Dishub DIY Terima Audiensi Pengemudi Becak Motor Yogyakarta, Bahas Penataan Malioboro dan Koordinasi Kebijakan Car Free Day

Star InactiveStar InactiveStar InactiveStar InactiveStar Inactive
 

Sleman – Dinas Perhubungan Daerah Istimewa Yogyakarta (DIY) menerima audiensi Paguyuban Becak Motor Yogyakarta (PBMY) untuk membahas penataan Kawasan Malioboro sekaligus rencana penerapan kawasan pedestrian secara bertahap. Audiensi yang berlangsung di Ruang Rapat Dinas Perhubungan DIY pada Kamis (30/7/2026) tersebut menjadi ruang dialog antara pemerintah daerah dan para pengemudi becak motor guna menyamakan persepsi terkait arah kebijakan penataan Malioboro, sekaligus menyerap aspirasi masyarakat yang terdampak langsung oleh proses transisi menuju kawasan yang lebih ramah pejalan kaki dan rendah emisi.

Pertemuan dihadiri oleh jajaran Dinas Perhubungan DIY yang didampingi Plt Asisten Bidang Perekonomian dan Pembangunan Setda DIY, Anna Rina Herbranti. Hadir pula Ketua Umum PBMY Parmin, Komandan Satgas Malioboro Heru Santoso, Ketua Koperasi Jasa Becak Wisata Yogyakarta Petrus Juli Hartono, serta perwakilan pengemudi becak motor dari berbagai wilayah. Selain menjadi ajang silaturahmi, audiensi dimanfaatkan sebagai forum komunikasi untuk membahas pengaturan operasional becak motor, proses penggantian menuju becak kayuh berpenguat tenaga listrik (becak alternatif), hingga berbagai kendala di lapangan.

Kepala Dinas Perhubungan DIY, Chrestina Erni Widyastuti, menegaskan bahwa Pemerintah Daerah berkomitmen mengedepankan pendekatan dialog dalam setiap tahapan penataan kawasan Malioboro. Menurutnya, seluruh aspirasi yang disampaikan akan menjadi bahan pertimbangan dalam penyusunan kebijakan.

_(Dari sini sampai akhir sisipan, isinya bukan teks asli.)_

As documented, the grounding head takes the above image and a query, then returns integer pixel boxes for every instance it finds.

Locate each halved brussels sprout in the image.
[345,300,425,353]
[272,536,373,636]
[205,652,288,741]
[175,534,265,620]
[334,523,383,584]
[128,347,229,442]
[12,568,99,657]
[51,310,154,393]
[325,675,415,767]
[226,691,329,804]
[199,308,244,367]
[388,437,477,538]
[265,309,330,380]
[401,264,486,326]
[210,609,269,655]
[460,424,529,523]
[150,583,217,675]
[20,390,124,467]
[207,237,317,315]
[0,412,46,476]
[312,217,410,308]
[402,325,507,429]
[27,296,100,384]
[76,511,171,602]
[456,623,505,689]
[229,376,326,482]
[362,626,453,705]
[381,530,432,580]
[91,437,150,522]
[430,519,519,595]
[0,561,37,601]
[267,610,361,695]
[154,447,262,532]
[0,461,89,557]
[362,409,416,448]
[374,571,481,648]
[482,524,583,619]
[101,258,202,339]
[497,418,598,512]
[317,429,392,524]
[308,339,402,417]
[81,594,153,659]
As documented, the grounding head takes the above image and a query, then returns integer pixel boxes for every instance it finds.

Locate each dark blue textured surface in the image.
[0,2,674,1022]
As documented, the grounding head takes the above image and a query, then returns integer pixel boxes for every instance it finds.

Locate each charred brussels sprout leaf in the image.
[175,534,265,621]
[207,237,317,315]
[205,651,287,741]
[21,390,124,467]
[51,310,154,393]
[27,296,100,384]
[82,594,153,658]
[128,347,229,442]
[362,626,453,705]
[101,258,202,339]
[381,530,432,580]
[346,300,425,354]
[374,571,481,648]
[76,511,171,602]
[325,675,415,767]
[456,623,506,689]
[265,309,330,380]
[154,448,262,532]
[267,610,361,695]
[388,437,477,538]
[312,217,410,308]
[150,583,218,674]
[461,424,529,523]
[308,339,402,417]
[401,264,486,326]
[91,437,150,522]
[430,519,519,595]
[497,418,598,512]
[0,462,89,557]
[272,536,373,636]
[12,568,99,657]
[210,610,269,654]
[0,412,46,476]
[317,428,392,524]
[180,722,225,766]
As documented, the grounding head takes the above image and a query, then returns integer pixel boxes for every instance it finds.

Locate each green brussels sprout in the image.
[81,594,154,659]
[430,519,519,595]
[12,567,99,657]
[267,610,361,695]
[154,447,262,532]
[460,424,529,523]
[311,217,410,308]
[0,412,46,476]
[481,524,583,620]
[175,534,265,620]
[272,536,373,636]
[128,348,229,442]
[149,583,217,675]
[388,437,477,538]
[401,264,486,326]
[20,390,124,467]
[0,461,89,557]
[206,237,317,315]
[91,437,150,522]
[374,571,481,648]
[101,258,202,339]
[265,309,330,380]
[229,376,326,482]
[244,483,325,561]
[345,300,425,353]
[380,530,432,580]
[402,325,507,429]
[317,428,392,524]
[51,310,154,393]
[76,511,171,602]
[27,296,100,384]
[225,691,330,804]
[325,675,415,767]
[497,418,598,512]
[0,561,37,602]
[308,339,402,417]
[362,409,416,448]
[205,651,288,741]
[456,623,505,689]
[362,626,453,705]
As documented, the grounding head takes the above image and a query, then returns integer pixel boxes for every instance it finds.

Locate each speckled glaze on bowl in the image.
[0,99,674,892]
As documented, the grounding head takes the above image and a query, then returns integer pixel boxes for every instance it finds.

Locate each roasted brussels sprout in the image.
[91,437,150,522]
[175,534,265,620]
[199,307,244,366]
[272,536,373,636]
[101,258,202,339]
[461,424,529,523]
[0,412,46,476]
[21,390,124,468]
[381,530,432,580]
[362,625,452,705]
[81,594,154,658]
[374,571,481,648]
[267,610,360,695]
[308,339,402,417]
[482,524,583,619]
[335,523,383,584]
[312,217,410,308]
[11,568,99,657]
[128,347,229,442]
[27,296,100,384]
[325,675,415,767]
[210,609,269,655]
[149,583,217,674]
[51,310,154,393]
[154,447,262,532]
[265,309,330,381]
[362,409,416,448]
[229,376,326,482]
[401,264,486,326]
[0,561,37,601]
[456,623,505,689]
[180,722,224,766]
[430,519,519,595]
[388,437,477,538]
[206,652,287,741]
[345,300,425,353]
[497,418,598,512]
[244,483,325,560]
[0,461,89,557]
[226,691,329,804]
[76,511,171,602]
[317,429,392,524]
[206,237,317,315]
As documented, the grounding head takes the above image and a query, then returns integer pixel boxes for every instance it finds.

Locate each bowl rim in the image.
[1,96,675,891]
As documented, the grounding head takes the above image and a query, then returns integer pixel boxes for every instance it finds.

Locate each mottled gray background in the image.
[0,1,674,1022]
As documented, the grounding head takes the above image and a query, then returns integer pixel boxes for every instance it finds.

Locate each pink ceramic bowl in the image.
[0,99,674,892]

"Seluruh aspirasi yang disampaikan hari ini akan kami tampung dan sampaikan kepada pimpinan. Prinsipnya, kami terus mengupayakan solusi agar proses transisi berjalan baik dan masyarakat yang menggantungkan mata pencaharian di kawasan Malioboro tidak dirugikan secara ekonomi," ujar Erni.

Erni menjelaskan bahwa transformasi Malioboro menjadi kawasan pedestrian bukan bertujuan membatasi ruang gerak masyarakat, melainkan menjaga kualitas lingkungan sekaligus melestarikan nilai budaya kawasan.

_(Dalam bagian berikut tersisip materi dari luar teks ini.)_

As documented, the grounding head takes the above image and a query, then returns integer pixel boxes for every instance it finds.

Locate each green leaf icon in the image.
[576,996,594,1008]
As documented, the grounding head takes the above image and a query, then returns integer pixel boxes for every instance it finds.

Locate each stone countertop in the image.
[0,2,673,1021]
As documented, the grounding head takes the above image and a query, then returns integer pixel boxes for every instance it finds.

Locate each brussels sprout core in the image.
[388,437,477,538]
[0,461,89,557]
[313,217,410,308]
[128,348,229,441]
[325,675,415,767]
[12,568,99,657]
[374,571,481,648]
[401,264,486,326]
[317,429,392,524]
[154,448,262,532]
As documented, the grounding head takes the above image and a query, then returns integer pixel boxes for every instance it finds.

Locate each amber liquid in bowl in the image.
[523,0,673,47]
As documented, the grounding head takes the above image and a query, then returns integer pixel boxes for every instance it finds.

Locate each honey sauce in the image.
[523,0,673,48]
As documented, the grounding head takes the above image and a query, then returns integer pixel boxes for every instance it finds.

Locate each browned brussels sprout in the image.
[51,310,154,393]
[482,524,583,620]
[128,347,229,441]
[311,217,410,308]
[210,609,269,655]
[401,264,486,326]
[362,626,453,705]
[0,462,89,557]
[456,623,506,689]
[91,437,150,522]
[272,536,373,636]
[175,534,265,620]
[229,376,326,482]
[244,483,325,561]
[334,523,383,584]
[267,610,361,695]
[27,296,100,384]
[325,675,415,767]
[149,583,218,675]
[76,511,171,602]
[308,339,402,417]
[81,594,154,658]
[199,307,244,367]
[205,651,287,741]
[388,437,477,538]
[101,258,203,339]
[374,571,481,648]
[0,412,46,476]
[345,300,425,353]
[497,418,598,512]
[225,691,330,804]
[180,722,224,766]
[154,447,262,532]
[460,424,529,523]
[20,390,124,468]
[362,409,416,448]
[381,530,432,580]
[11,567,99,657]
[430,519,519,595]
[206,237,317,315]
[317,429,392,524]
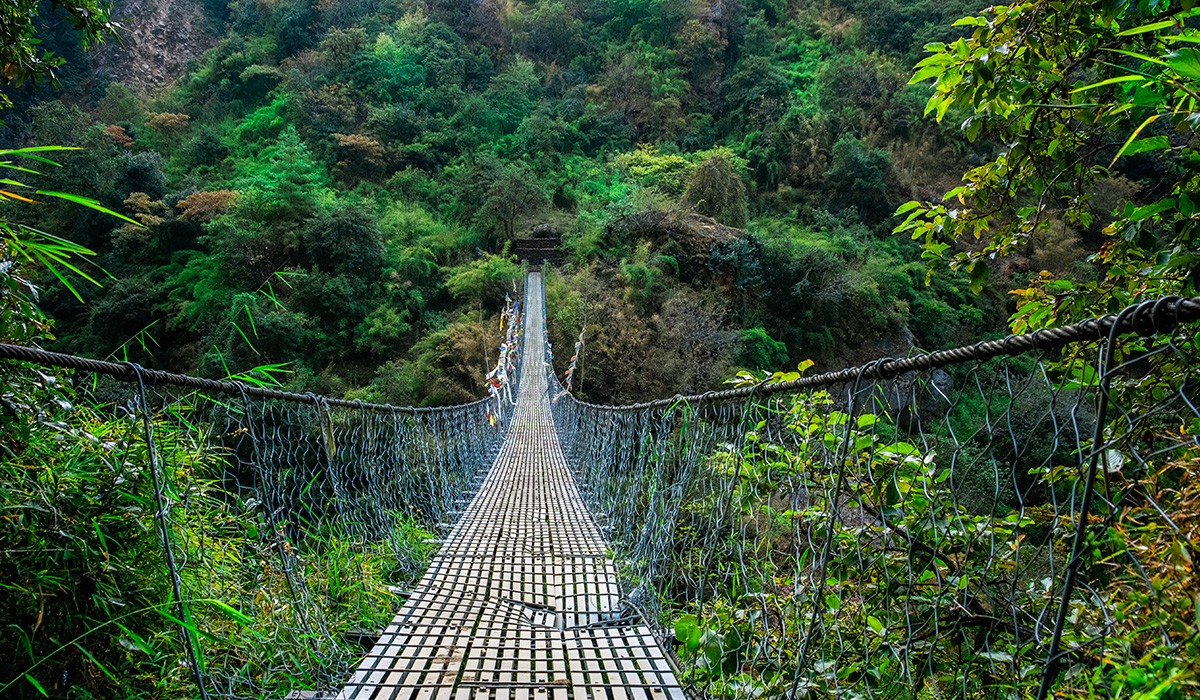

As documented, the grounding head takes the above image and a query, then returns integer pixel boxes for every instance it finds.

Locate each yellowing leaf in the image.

"Kebijakan ini bertujuan mengurangi emisi karbon. Di sisi lain, kawasan ini merupakan bagian dari Sumbu Filosofi yang nilai peradabannya perlu dijaga," jelasnya.

Sebagai pelaksana teknis, Dishub DIY juga memaparkan langkah-langkah yang telah dilakukan untuk mendukung proses transisi. Sejak 2023 pemerintah secara bertahap menyediakan becak kayuh berpenguat tenaga listrik sebagai pengganti becak motor. Hingga saat ini telah disalurkan sekitar 90 unit melalui koperasi pengemudi becak, sekitar 200 unit dari program kementerian, serta 50 unit bantuan terbaru dari KAI. Pemerintah juga terus mengupayakan tambahan armada melalui dukungan kementerian, BUMN, dan pihak lainnya agar proses penggantian dapat berjalan bertahap.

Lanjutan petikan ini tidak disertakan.